As mentioned above, stellar rotation induces a splitting of the frequencies according to the azimuthal order m of the mode, by an amount which is essentially a weighted average of the internal rotation rate. The weight function (the so-called rotational kernel) can be determined given the inferred structure of the star. For predominantly acoustic modes most weight is given to the stellar envelope, with little dependence on the mode, and the rotational splitting thus predominantly gives an average of the rotation rate in the outer parts of the star. If in addition the surface rotation rate can be determined from spot modulation, as has been done in several cases from CoRoT and Kepler data (e.g., Nielsen et al. [273]), some indication can be obtained of the variation of rotation with depth. In evolved stars, on the other hand, the observation of mixed modes provides information about the rotation in the deep interior (e.g., [28, 96, 265]).

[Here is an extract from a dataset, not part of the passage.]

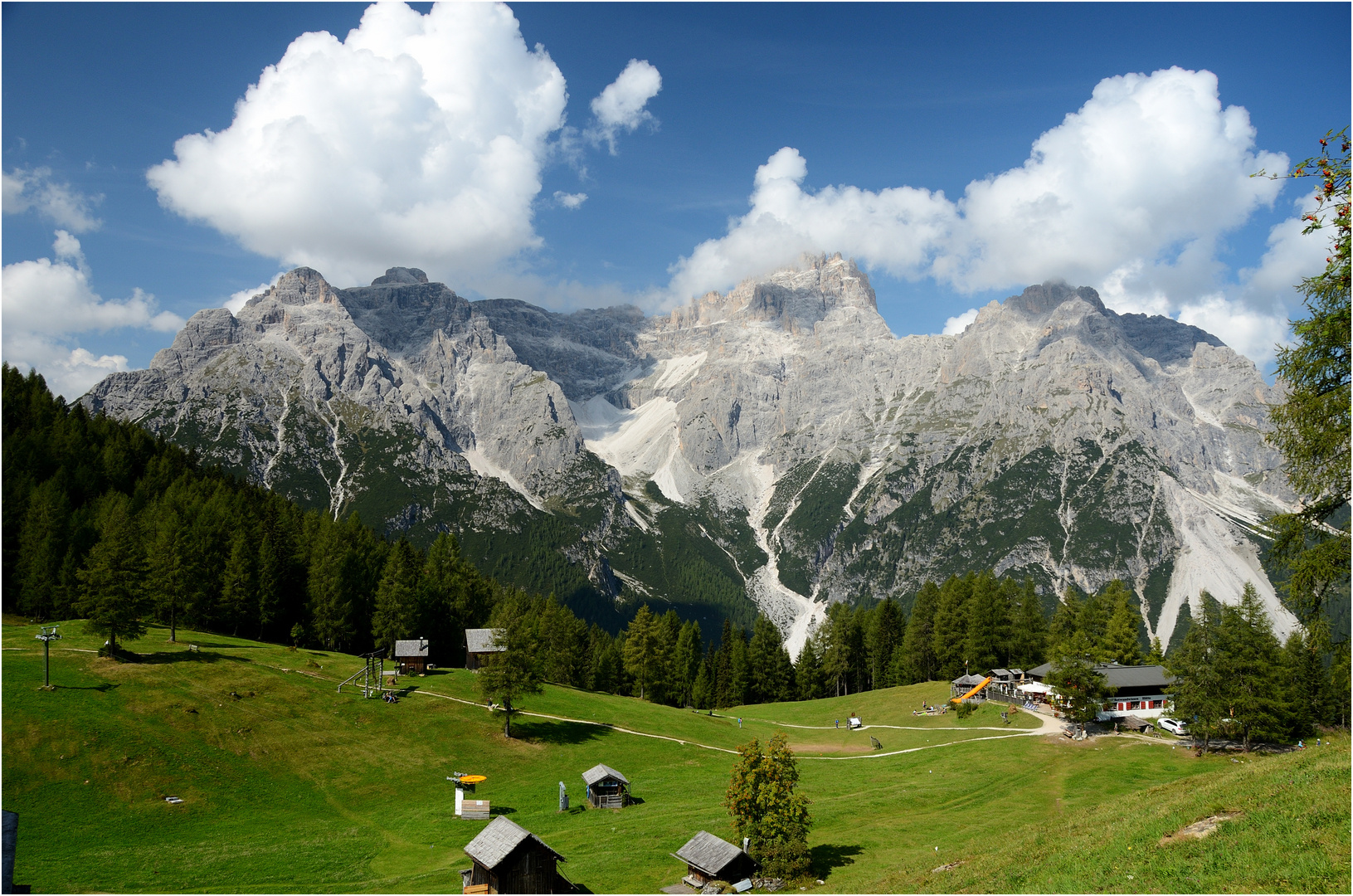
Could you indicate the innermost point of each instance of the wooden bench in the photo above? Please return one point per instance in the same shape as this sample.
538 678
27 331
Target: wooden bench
475 810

Equally important are the inferences that can be made from the amplitudes of the rotationally split components. Given the stochastic nature of the mode excitation, all components are expected to be excited to the same intrinsic amplitude, on average. However, the observed amplitudes depend on the inclination of the rotation axis relative to the line of sight [148]. If the rotation axis points towards the observer only the m=0 modes are visible, while if it is in the plane of the sky only modes where ℓ−m is even are seen. For intermediate inclination all 2ℓ+1 components are visible, and from their relative amplitudes the inclination can be inferred. This is particularly interesting in the case of stars where planetary systems have been detected using the transit technique, as will be the case for PLATO 2.0; here such observations can test the alignment or otherwise of the orbital planes of the planets with the stellar equator [69, 149].